Kardiyovasküler şekilde kalbe ait sorunlara merkezi sinir sistem bulguları eşlik eder. Çocuk gözlerini horizontal planda hareket ettirmekte ve hızla başka bir yöne çevirmekte zorluk çeker (okülomotor apraksi). Hastada ayrıca supranükleer oftalmopleji gelişir; yani, denge bozulduğundan hastanın yürümesi de etkilenir ve hasta aşağı bakmakta zorlanır. Konuşma, düşünme ve yutkunma da etkilenir. Kalbe ait sorunlar arasında ise mitral ve aort kapaklarında kireçlenme en başta gelir. Bu durum hipertansiyona yol açar. Dalakta büyüme görülebilir. Hastalar genellikle 30’lu yaşlara kadar yaşarlar.

 

Gaucher hastası gelişebilecek diğer bazı hastalıklar açısından risk altındadır. Söz konusu risk daha çok 50 yaşını bulmuş hastalar için geçerlidir.  Bu durumlar osteoporoz, Parkinson hastalığı ve kanserleşmedir. Gaucher hastalarında çok nadir de olsa karaciğer kanseri ve multipl miyelom gelişebilmektedir.

 

Bu sayfada yer alan bilgilerin tamamı ebeveynleri çocuk ortopedisinin konuları hakkında bilgilendirmek amacıyla verilmektedir.

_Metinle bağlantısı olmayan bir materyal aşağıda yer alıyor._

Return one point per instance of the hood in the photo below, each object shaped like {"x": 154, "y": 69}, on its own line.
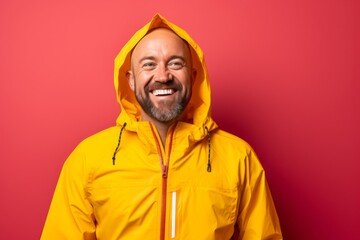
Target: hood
{"x": 199, "y": 108}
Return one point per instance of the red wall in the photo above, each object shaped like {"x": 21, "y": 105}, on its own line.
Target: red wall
{"x": 285, "y": 77}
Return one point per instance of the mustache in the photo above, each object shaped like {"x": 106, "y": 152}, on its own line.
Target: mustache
{"x": 172, "y": 84}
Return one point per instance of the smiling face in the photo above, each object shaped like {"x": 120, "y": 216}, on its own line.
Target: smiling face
{"x": 161, "y": 75}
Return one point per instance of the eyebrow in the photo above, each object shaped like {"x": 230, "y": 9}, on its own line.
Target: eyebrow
{"x": 170, "y": 58}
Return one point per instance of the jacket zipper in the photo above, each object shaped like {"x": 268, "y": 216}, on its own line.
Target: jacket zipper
{"x": 165, "y": 169}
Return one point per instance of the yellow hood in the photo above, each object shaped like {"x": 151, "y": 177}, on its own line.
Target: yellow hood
{"x": 198, "y": 110}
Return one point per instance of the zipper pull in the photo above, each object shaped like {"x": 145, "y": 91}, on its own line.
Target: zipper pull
{"x": 165, "y": 170}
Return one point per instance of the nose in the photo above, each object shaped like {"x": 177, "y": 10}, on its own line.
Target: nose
{"x": 162, "y": 74}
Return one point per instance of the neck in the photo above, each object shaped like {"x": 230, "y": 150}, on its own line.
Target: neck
{"x": 161, "y": 127}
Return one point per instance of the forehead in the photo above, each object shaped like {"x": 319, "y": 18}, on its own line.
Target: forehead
{"x": 161, "y": 41}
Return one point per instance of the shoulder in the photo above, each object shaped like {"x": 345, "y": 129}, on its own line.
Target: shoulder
{"x": 96, "y": 147}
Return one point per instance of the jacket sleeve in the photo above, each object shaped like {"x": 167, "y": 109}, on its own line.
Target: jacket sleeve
{"x": 257, "y": 217}
{"x": 71, "y": 215}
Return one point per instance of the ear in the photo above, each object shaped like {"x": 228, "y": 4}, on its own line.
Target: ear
{"x": 193, "y": 75}
{"x": 131, "y": 79}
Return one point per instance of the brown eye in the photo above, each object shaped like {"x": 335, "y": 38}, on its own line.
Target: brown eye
{"x": 148, "y": 65}
{"x": 176, "y": 64}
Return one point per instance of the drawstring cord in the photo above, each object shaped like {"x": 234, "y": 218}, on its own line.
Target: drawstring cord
{"x": 117, "y": 147}
{"x": 209, "y": 162}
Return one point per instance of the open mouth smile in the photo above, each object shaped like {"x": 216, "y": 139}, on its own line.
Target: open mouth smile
{"x": 163, "y": 92}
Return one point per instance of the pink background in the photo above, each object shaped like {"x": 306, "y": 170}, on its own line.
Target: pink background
{"x": 285, "y": 77}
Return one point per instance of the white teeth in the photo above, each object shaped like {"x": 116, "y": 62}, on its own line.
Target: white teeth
{"x": 160, "y": 92}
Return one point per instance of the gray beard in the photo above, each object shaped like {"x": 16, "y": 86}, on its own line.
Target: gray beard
{"x": 160, "y": 114}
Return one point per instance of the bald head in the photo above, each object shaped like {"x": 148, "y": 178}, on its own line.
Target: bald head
{"x": 161, "y": 75}
{"x": 160, "y": 39}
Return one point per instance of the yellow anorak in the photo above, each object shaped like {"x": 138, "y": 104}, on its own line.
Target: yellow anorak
{"x": 122, "y": 183}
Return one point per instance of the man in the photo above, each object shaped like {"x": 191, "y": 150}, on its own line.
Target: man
{"x": 166, "y": 171}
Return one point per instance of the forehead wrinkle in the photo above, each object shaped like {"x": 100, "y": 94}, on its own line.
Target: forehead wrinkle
{"x": 186, "y": 58}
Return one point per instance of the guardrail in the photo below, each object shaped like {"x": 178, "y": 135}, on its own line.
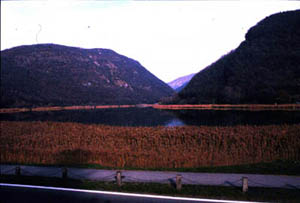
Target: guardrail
{"x": 120, "y": 177}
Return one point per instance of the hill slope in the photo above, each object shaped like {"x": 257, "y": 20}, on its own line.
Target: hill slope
{"x": 179, "y": 83}
{"x": 265, "y": 68}
{"x": 49, "y": 74}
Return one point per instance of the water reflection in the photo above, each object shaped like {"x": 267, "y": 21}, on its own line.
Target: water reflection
{"x": 156, "y": 117}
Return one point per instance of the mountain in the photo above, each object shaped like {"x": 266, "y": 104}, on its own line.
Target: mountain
{"x": 49, "y": 74}
{"x": 265, "y": 68}
{"x": 179, "y": 83}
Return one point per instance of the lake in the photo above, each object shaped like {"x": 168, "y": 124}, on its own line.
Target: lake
{"x": 155, "y": 117}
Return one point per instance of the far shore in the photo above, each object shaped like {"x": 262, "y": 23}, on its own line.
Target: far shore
{"x": 246, "y": 107}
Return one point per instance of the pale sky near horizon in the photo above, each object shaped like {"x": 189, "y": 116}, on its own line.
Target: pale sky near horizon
{"x": 169, "y": 38}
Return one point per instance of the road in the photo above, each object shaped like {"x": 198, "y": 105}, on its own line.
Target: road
{"x": 219, "y": 179}
{"x": 22, "y": 193}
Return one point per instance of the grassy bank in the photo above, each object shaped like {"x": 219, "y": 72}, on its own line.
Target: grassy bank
{"x": 215, "y": 192}
{"x": 55, "y": 143}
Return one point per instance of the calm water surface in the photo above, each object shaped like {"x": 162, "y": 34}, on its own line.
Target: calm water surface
{"x": 156, "y": 117}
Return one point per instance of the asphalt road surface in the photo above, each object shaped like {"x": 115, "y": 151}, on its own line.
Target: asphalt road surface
{"x": 221, "y": 179}
{"x": 20, "y": 193}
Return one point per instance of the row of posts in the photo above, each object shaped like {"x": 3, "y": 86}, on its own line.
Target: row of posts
{"x": 119, "y": 178}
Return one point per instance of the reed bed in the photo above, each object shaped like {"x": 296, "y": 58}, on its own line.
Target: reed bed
{"x": 247, "y": 107}
{"x": 146, "y": 147}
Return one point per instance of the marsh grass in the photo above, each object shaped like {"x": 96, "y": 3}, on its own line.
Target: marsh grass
{"x": 55, "y": 143}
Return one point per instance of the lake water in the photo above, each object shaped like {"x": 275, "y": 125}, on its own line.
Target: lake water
{"x": 156, "y": 117}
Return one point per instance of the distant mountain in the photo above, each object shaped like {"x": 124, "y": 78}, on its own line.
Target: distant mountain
{"x": 179, "y": 83}
{"x": 265, "y": 68}
{"x": 49, "y": 74}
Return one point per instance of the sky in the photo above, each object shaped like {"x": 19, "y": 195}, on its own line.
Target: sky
{"x": 169, "y": 38}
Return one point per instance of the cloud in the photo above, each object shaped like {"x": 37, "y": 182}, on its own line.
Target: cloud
{"x": 170, "y": 38}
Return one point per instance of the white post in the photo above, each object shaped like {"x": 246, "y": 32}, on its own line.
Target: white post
{"x": 178, "y": 182}
{"x": 245, "y": 184}
{"x": 119, "y": 178}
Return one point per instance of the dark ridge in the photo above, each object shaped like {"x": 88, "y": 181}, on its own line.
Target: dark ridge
{"x": 50, "y": 74}
{"x": 265, "y": 68}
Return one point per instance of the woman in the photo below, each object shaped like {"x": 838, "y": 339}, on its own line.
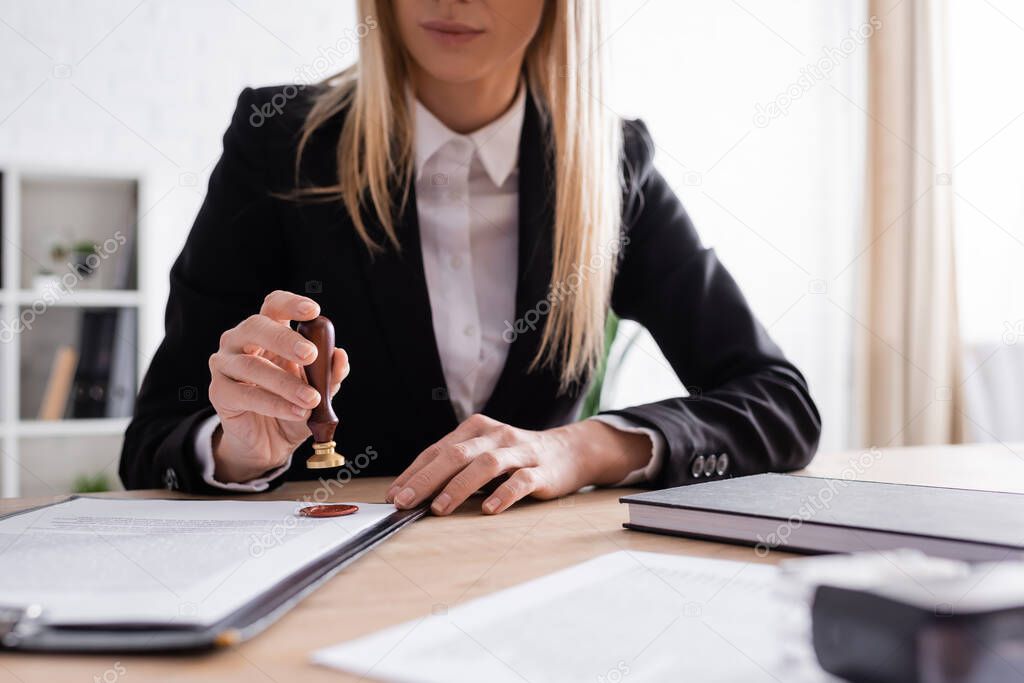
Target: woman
{"x": 466, "y": 210}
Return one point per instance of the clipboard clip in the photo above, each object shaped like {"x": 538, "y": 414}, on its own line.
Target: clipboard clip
{"x": 18, "y": 623}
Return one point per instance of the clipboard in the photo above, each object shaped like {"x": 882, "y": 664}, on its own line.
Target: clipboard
{"x": 25, "y": 628}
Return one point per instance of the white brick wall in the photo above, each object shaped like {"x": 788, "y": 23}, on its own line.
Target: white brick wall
{"x": 150, "y": 87}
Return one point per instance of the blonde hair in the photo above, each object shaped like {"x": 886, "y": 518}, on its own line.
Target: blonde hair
{"x": 563, "y": 70}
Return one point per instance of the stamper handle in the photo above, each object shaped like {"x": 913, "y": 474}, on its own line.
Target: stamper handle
{"x": 323, "y": 420}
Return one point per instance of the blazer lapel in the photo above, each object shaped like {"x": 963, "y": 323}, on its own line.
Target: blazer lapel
{"x": 397, "y": 287}
{"x": 535, "y": 267}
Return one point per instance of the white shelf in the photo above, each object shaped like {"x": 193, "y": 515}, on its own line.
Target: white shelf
{"x": 80, "y": 298}
{"x": 27, "y": 215}
{"x": 71, "y": 427}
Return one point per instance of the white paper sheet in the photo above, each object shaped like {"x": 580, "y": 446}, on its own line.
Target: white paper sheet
{"x": 100, "y": 560}
{"x": 625, "y": 616}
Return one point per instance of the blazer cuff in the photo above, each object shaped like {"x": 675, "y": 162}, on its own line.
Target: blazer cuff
{"x": 204, "y": 455}
{"x": 657, "y": 443}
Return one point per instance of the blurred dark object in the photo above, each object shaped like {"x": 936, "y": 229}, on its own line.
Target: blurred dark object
{"x": 967, "y": 630}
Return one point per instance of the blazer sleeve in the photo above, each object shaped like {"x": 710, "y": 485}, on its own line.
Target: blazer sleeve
{"x": 226, "y": 267}
{"x": 747, "y": 401}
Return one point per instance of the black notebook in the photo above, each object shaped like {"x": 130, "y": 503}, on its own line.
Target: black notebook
{"x": 816, "y": 515}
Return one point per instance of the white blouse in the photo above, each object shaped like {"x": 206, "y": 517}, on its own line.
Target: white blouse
{"x": 467, "y": 199}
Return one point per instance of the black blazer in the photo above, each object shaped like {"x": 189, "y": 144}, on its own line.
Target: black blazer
{"x": 748, "y": 400}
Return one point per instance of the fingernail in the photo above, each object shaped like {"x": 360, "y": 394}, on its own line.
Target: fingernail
{"x": 406, "y": 497}
{"x": 440, "y": 503}
{"x": 304, "y": 350}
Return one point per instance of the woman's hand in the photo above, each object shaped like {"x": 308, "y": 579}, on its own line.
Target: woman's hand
{"x": 259, "y": 389}
{"x": 543, "y": 464}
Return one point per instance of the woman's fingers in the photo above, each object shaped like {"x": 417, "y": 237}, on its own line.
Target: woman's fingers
{"x": 339, "y": 370}
{"x": 286, "y": 306}
{"x": 259, "y": 332}
{"x": 469, "y": 428}
{"x": 237, "y": 397}
{"x": 482, "y": 469}
{"x": 456, "y": 458}
{"x": 264, "y": 374}
{"x": 519, "y": 485}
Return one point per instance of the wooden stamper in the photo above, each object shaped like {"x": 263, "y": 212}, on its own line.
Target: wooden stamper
{"x": 323, "y": 420}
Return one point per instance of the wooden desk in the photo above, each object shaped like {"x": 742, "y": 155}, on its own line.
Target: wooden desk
{"x": 443, "y": 561}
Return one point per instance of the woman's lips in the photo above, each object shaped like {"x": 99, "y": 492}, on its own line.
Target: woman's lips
{"x": 451, "y": 33}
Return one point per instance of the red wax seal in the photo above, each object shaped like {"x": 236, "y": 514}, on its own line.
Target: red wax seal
{"x": 332, "y": 510}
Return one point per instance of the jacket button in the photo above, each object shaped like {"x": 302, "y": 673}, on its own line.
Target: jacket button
{"x": 696, "y": 466}
{"x": 710, "y": 465}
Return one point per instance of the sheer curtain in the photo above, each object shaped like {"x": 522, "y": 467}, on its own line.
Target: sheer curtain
{"x": 908, "y": 360}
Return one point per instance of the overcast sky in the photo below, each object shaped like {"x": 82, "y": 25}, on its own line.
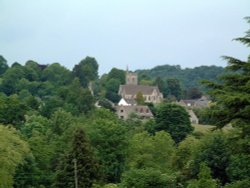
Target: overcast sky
{"x": 138, "y": 33}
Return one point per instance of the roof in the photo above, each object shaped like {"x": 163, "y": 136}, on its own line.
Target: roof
{"x": 139, "y": 110}
{"x": 134, "y": 89}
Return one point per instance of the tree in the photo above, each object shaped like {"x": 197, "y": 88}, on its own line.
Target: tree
{"x": 232, "y": 95}
{"x": 147, "y": 178}
{"x": 173, "y": 119}
{"x": 86, "y": 71}
{"x": 86, "y": 165}
{"x": 139, "y": 98}
{"x": 161, "y": 85}
{"x": 117, "y": 74}
{"x": 149, "y": 161}
{"x": 214, "y": 151}
{"x": 12, "y": 110}
{"x": 3, "y": 65}
{"x": 194, "y": 93}
{"x": 174, "y": 88}
{"x": 146, "y": 151}
{"x": 13, "y": 151}
{"x": 109, "y": 137}
{"x": 56, "y": 74}
{"x": 204, "y": 179}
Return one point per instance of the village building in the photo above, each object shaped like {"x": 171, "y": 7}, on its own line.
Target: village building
{"x": 131, "y": 89}
{"x": 141, "y": 111}
{"x": 202, "y": 102}
{"x": 128, "y": 92}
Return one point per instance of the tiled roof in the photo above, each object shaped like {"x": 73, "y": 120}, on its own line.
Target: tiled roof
{"x": 134, "y": 89}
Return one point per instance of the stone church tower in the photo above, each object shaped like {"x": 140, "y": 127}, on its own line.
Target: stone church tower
{"x": 131, "y": 78}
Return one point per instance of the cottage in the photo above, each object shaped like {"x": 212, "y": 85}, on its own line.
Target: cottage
{"x": 130, "y": 90}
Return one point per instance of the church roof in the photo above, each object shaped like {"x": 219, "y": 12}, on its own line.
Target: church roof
{"x": 134, "y": 89}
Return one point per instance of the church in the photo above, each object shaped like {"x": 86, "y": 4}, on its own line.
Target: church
{"x": 130, "y": 90}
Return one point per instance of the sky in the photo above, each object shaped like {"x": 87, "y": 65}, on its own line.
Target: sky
{"x": 140, "y": 34}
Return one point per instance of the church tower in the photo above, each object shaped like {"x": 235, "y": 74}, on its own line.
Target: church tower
{"x": 131, "y": 78}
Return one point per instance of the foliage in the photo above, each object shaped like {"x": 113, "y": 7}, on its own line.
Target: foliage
{"x": 174, "y": 119}
{"x": 232, "y": 96}
{"x": 86, "y": 71}
{"x": 87, "y": 168}
{"x": 204, "y": 179}
{"x": 214, "y": 151}
{"x": 239, "y": 184}
{"x": 13, "y": 151}
{"x": 109, "y": 137}
{"x": 147, "y": 178}
{"x": 12, "y": 110}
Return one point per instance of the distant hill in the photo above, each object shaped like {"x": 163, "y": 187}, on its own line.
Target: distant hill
{"x": 189, "y": 77}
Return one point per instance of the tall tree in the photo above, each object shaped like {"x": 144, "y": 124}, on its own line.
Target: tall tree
{"x": 13, "y": 150}
{"x": 232, "y": 96}
{"x": 86, "y": 71}
{"x": 3, "y": 65}
{"x": 174, "y": 119}
{"x": 87, "y": 168}
{"x": 174, "y": 88}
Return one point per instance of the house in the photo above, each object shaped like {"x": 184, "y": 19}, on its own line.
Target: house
{"x": 192, "y": 117}
{"x": 203, "y": 102}
{"x": 131, "y": 89}
{"x": 141, "y": 111}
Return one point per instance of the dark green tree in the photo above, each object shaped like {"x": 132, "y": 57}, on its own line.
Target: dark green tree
{"x": 233, "y": 94}
{"x": 174, "y": 88}
{"x": 204, "y": 179}
{"x": 86, "y": 71}
{"x": 86, "y": 165}
{"x": 174, "y": 119}
{"x": 139, "y": 98}
{"x": 12, "y": 110}
{"x": 117, "y": 74}
{"x": 3, "y": 65}
{"x": 161, "y": 85}
{"x": 214, "y": 151}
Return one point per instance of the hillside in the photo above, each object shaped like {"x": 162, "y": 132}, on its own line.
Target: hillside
{"x": 189, "y": 77}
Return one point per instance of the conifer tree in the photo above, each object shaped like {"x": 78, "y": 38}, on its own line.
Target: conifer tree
{"x": 86, "y": 166}
{"x": 232, "y": 97}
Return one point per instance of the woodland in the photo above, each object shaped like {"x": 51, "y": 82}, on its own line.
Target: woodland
{"x": 53, "y": 135}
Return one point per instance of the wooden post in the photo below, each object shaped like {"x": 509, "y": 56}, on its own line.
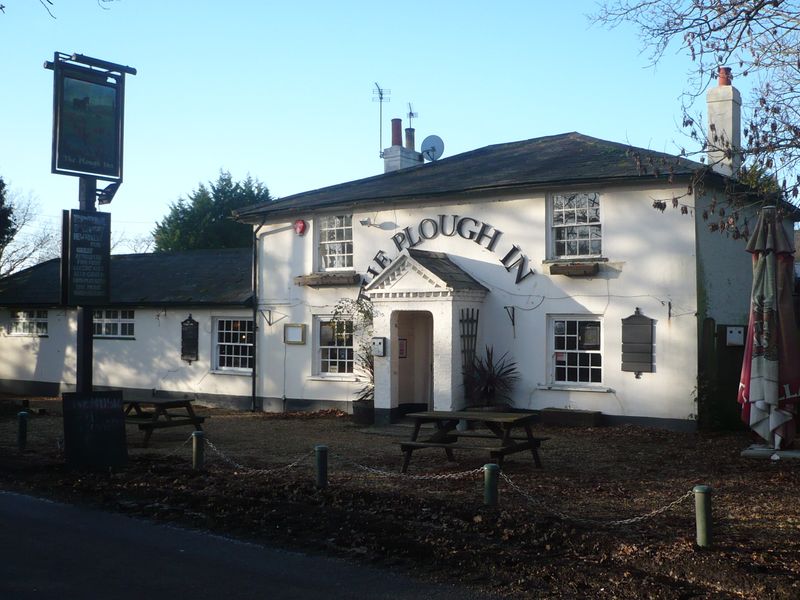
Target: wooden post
{"x": 321, "y": 453}
{"x": 198, "y": 450}
{"x": 22, "y": 430}
{"x": 491, "y": 473}
{"x": 702, "y": 510}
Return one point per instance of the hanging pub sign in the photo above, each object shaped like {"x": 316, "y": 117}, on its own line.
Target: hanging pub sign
{"x": 88, "y": 108}
{"x": 85, "y": 274}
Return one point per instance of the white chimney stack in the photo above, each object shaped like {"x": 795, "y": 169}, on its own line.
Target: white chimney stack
{"x": 398, "y": 156}
{"x": 724, "y": 125}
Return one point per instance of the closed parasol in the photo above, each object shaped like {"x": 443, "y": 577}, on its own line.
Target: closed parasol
{"x": 769, "y": 388}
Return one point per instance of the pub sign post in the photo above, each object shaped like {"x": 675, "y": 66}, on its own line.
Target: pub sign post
{"x": 88, "y": 119}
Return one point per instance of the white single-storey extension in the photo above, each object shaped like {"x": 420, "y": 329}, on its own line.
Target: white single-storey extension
{"x": 178, "y": 324}
{"x": 549, "y": 251}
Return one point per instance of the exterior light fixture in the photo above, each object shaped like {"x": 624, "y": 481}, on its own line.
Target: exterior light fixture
{"x": 106, "y": 195}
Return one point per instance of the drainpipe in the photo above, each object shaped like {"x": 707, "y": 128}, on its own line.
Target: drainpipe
{"x": 254, "y": 299}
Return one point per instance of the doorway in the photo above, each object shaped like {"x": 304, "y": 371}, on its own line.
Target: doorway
{"x": 412, "y": 360}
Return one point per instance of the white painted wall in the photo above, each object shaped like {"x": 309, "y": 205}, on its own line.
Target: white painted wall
{"x": 651, "y": 265}
{"x": 151, "y": 361}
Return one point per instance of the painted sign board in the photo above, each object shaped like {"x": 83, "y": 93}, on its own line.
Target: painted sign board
{"x": 88, "y": 122}
{"x": 88, "y": 251}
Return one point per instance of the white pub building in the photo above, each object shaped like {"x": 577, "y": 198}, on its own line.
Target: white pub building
{"x": 547, "y": 250}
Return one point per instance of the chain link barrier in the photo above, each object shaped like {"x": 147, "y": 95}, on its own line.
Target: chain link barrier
{"x": 227, "y": 459}
{"x": 561, "y": 515}
{"x": 469, "y": 474}
{"x": 394, "y": 474}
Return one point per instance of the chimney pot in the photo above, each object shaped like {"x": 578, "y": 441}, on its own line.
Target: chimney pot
{"x": 410, "y": 138}
{"x": 397, "y": 132}
{"x": 725, "y": 76}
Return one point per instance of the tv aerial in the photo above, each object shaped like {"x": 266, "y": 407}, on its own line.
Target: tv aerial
{"x": 411, "y": 114}
{"x": 432, "y": 148}
{"x": 380, "y": 95}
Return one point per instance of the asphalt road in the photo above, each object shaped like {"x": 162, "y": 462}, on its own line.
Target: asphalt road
{"x": 57, "y": 551}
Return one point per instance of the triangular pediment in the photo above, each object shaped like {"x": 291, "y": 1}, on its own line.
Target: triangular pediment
{"x": 416, "y": 273}
{"x": 406, "y": 275}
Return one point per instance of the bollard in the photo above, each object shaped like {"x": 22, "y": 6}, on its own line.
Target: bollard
{"x": 198, "y": 450}
{"x": 702, "y": 510}
{"x": 22, "y": 430}
{"x": 321, "y": 453}
{"x": 491, "y": 473}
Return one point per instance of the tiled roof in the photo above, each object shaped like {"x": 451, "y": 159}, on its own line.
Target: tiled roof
{"x": 566, "y": 159}
{"x": 191, "y": 278}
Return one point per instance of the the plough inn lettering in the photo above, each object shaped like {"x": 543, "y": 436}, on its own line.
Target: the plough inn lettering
{"x": 467, "y": 228}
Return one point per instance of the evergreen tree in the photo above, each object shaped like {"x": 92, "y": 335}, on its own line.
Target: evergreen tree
{"x": 203, "y": 220}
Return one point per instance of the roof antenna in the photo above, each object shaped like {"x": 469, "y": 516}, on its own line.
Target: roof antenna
{"x": 380, "y": 95}
{"x": 411, "y": 115}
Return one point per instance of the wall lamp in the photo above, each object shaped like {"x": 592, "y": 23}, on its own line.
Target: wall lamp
{"x": 105, "y": 196}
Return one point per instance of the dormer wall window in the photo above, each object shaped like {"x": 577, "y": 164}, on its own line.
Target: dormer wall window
{"x": 335, "y": 242}
{"x": 575, "y": 225}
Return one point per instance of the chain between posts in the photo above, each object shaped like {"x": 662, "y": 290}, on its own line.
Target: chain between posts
{"x": 447, "y": 476}
{"x": 241, "y": 467}
{"x": 566, "y": 517}
{"x": 394, "y": 474}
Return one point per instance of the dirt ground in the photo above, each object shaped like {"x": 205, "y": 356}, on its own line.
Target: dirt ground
{"x": 552, "y": 536}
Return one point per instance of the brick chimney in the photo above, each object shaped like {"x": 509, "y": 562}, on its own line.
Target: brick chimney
{"x": 724, "y": 125}
{"x": 398, "y": 156}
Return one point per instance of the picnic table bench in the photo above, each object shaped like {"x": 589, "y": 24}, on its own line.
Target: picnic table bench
{"x": 510, "y": 432}
{"x": 158, "y": 413}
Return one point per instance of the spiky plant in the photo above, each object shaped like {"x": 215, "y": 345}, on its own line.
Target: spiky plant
{"x": 489, "y": 381}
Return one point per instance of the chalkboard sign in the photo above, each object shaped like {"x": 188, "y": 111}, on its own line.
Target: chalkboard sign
{"x": 89, "y": 248}
{"x": 94, "y": 430}
{"x": 190, "y": 333}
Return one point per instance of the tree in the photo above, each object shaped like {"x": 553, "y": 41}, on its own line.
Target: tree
{"x": 759, "y": 39}
{"x": 204, "y": 219}
{"x": 22, "y": 245}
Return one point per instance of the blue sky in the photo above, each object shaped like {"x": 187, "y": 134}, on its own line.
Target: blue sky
{"x": 284, "y": 91}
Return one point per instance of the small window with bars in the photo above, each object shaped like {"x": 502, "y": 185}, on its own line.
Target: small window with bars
{"x": 577, "y": 355}
{"x": 576, "y": 225}
{"x": 336, "y": 242}
{"x": 233, "y": 349}
{"x": 113, "y": 323}
{"x": 31, "y": 322}
{"x": 335, "y": 347}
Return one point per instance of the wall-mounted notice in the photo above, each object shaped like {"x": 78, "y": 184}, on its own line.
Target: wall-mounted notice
{"x": 89, "y": 258}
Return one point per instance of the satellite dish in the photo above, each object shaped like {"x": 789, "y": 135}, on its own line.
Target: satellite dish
{"x": 432, "y": 147}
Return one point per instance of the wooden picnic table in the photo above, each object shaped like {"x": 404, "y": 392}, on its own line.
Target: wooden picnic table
{"x": 158, "y": 413}
{"x": 510, "y": 432}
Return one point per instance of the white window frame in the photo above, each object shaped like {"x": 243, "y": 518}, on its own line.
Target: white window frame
{"x": 114, "y": 323}
{"x": 573, "y": 212}
{"x": 335, "y": 242}
{"x": 28, "y": 322}
{"x": 568, "y": 367}
{"x": 326, "y": 365}
{"x": 230, "y": 343}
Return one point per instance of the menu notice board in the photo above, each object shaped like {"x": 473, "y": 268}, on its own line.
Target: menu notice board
{"x": 89, "y": 258}
{"x": 94, "y": 430}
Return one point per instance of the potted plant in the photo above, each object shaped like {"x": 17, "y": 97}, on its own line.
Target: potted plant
{"x": 488, "y": 382}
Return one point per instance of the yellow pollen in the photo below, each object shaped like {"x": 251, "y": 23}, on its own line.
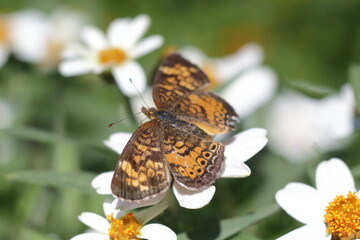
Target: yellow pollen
{"x": 343, "y": 217}
{"x": 126, "y": 228}
{"x": 3, "y": 30}
{"x": 112, "y": 56}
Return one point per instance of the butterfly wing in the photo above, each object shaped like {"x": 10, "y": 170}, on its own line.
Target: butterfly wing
{"x": 195, "y": 159}
{"x": 207, "y": 111}
{"x": 141, "y": 172}
{"x": 178, "y": 87}
{"x": 175, "y": 79}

Bu bilgilerden yola çıkarak ebeveynlerin çocuklarındaki rahatsızlıklara tanı koymaları, daha da ileri giderek kendilerini hekim yerine koyarak çocuklarını tedavi etmeye kalkışmaları son derece sakıncalıdır.

 

Bu sayfada yer alan bilgiler bir hekimin muayene sonucu vereceği kararın yerini asla alamaz.